Ende der ersten Novemberwoche begingen zwei Persönlichkeiten ihren 85. Geburtstag, die wesentliche Exponenten der Turnentwicklungen in der DDR waren: Am 8. November die noch immer mit 22 Deutschen Meistertiteln an der nationalen Statistikspitze stehende Ingrid Lehmann-FÖST und am 9. November einer der profilbildenden Trainer des ehemaligen Potsdamer ASK-Turnzentrums, Richard KARSTEDT ....

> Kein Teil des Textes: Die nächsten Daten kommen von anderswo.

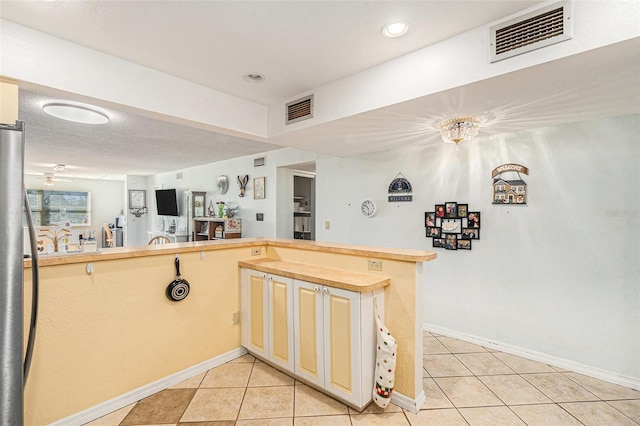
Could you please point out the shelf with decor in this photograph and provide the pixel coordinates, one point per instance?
(216, 228)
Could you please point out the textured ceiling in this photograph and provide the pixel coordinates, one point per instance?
(130, 144)
(298, 46)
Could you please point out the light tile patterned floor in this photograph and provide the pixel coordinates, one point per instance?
(465, 384)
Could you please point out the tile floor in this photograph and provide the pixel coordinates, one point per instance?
(465, 384)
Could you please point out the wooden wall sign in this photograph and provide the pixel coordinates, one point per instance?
(400, 189)
(509, 191)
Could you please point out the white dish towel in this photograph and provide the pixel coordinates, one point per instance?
(385, 362)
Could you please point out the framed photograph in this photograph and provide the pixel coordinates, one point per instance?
(451, 226)
(451, 209)
(434, 231)
(473, 220)
(464, 244)
(137, 198)
(258, 188)
(462, 210)
(429, 219)
(470, 233)
(438, 242)
(451, 242)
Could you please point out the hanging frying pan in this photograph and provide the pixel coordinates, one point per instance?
(179, 288)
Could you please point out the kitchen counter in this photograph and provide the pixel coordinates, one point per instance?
(409, 255)
(339, 278)
(113, 324)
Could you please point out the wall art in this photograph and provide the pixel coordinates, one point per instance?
(258, 188)
(452, 226)
(509, 191)
(400, 189)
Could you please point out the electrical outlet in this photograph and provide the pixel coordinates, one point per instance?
(375, 265)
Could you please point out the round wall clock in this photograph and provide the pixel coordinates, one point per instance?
(368, 208)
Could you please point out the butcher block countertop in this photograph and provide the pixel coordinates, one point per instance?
(408, 255)
(338, 278)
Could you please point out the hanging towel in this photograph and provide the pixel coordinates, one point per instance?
(385, 362)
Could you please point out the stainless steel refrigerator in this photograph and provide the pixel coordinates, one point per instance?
(13, 206)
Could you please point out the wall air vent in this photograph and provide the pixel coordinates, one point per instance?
(534, 30)
(301, 109)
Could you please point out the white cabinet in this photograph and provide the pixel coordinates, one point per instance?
(267, 316)
(334, 340)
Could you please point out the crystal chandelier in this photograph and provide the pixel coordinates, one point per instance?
(459, 130)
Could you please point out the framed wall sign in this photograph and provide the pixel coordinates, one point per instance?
(258, 188)
(137, 198)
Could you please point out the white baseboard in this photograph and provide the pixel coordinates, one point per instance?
(566, 364)
(135, 395)
(407, 403)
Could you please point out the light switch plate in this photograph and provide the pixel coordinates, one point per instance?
(375, 265)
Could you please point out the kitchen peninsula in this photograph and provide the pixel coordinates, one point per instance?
(105, 318)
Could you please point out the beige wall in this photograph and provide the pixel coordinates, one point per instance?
(105, 334)
(8, 100)
(108, 333)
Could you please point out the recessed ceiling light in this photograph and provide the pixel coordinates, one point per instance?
(77, 113)
(395, 29)
(254, 77)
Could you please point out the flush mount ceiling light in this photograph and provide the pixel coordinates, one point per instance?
(395, 29)
(254, 77)
(77, 113)
(459, 130)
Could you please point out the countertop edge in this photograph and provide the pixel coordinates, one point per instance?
(333, 277)
(408, 255)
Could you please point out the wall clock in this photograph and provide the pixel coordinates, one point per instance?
(368, 208)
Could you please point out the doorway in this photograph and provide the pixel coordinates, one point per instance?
(296, 201)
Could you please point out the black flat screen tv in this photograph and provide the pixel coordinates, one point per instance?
(167, 202)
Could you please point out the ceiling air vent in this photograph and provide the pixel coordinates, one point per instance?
(534, 30)
(301, 109)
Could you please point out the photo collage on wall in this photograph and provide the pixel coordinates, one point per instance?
(452, 226)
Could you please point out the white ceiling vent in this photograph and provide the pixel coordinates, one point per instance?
(301, 109)
(543, 27)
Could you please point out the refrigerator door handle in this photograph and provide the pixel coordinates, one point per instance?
(33, 324)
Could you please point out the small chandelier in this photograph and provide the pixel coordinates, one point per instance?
(459, 130)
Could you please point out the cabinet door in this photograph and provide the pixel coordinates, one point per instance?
(342, 349)
(255, 306)
(308, 331)
(281, 321)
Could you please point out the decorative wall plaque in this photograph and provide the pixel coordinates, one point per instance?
(400, 189)
(452, 226)
(509, 191)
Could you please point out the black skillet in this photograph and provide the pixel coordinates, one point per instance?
(179, 288)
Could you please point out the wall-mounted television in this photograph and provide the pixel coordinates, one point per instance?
(167, 202)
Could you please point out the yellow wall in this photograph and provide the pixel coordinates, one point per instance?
(105, 334)
(8, 100)
(102, 335)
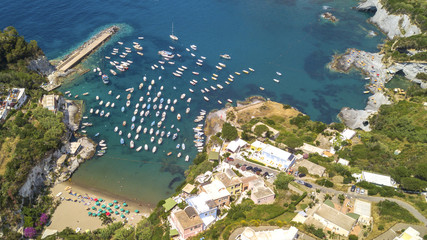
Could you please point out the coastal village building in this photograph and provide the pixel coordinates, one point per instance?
(235, 146)
(363, 209)
(205, 207)
(51, 102)
(409, 234)
(231, 181)
(272, 156)
(378, 179)
(343, 162)
(15, 99)
(334, 220)
(261, 194)
(217, 192)
(187, 222)
(313, 169)
(276, 234)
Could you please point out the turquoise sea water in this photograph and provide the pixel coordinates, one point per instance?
(282, 35)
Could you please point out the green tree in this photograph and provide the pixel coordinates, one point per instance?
(413, 184)
(352, 237)
(282, 181)
(229, 132)
(260, 129)
(302, 169)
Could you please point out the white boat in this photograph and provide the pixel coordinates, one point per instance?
(172, 36)
(225, 56)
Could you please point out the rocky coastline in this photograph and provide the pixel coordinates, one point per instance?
(373, 67)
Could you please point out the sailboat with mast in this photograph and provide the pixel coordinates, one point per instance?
(173, 37)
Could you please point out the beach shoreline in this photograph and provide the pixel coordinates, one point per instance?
(76, 201)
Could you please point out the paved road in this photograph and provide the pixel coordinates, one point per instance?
(403, 204)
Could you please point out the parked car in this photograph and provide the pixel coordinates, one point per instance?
(300, 182)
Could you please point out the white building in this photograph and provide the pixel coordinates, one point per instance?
(363, 209)
(334, 220)
(235, 146)
(347, 134)
(276, 234)
(378, 179)
(272, 156)
(343, 162)
(409, 234)
(16, 98)
(205, 207)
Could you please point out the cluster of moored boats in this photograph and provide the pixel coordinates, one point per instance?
(149, 102)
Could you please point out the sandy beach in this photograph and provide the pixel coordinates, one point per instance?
(78, 201)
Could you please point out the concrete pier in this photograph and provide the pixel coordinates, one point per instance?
(76, 56)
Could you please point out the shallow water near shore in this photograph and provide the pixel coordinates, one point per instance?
(285, 36)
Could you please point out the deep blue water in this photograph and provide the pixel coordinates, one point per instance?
(282, 35)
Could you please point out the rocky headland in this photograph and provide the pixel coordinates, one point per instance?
(373, 66)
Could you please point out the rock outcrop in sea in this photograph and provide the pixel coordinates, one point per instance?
(392, 25)
(372, 66)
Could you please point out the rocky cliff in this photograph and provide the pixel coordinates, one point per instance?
(391, 24)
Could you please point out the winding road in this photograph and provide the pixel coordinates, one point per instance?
(403, 204)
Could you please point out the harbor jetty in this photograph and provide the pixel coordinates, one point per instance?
(80, 53)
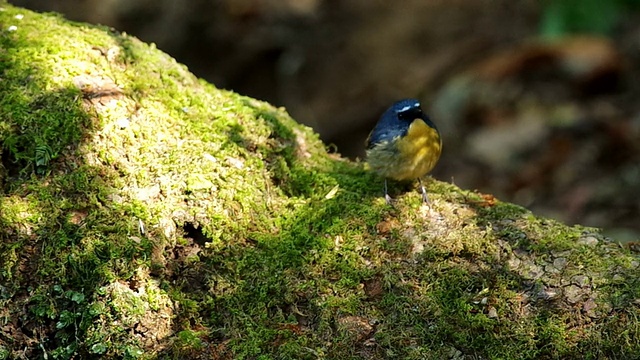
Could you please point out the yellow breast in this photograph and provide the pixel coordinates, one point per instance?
(409, 157)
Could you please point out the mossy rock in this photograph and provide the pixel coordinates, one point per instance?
(147, 214)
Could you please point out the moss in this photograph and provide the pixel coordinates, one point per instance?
(146, 214)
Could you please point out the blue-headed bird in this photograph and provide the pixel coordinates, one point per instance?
(405, 144)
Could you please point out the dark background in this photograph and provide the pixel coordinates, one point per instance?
(536, 100)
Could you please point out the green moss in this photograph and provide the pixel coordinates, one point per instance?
(147, 214)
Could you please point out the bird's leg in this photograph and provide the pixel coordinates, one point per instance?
(387, 198)
(425, 198)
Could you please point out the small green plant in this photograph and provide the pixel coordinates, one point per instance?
(561, 17)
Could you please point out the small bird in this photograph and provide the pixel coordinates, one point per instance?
(405, 144)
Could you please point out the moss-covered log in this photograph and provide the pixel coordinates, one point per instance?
(147, 214)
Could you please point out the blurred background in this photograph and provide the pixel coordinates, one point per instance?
(537, 101)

Mit ihr begann der Austieg des DDR-Frauenturnens: Ingrid FÖST (links), Ende der Fünfziger, mit den sowjetischen Stars Larissa Latynina und Sofia Muratowa, Weltmeisterin bzw. Vize-Weltmeisterin in Moskau 1958.
... was bleibt sind Erinnerungen! |
Als Ingrid MICHAELIS gewann die damals für "Einheit Nordost-Berlin" startende Neunzehnjährige bereits 1953, nach der Ära der 5-maligen Mehrkampfmeisterin Charlotte Scholz aus Leipzig (1949 - 1953) ihren ersten Meistertitel am Sprungpferd (1953, in Karl-Marx-Stadt), dem in ihrer Laufbahn bis 1963 weitere 17 Gerätetitel folgen sollten. Dazu kamen insbesondere ihre vier Mehrkampferfolge im Achtkampf ab 1955 bis 1962, die nach Charlotte Scholz (Leipzig) später nur noch von Karin Janz (Berlin) mit je 5 Achtkampf-Titeln (Pflicht + Kür) übertroffen werden sollten.
Später verheiratet war sie als Ingrid FÖST die erste Aktive der aufstrebenden DDR-Turnnation, die auch international auf sich aufmerksam machte: Von ihrem Traditionsverein "Einheit Nordost Berlin" wechselte sie erst zu der einsetzenden besonderen Sportförderung zum ZSKA/ASK "Vorwärts" Berlin, später dann zum SC Dynamo, der sich damals gerade zu dem international erfolgreichsten Frauenturnklub der Welt zu entwickeln begann.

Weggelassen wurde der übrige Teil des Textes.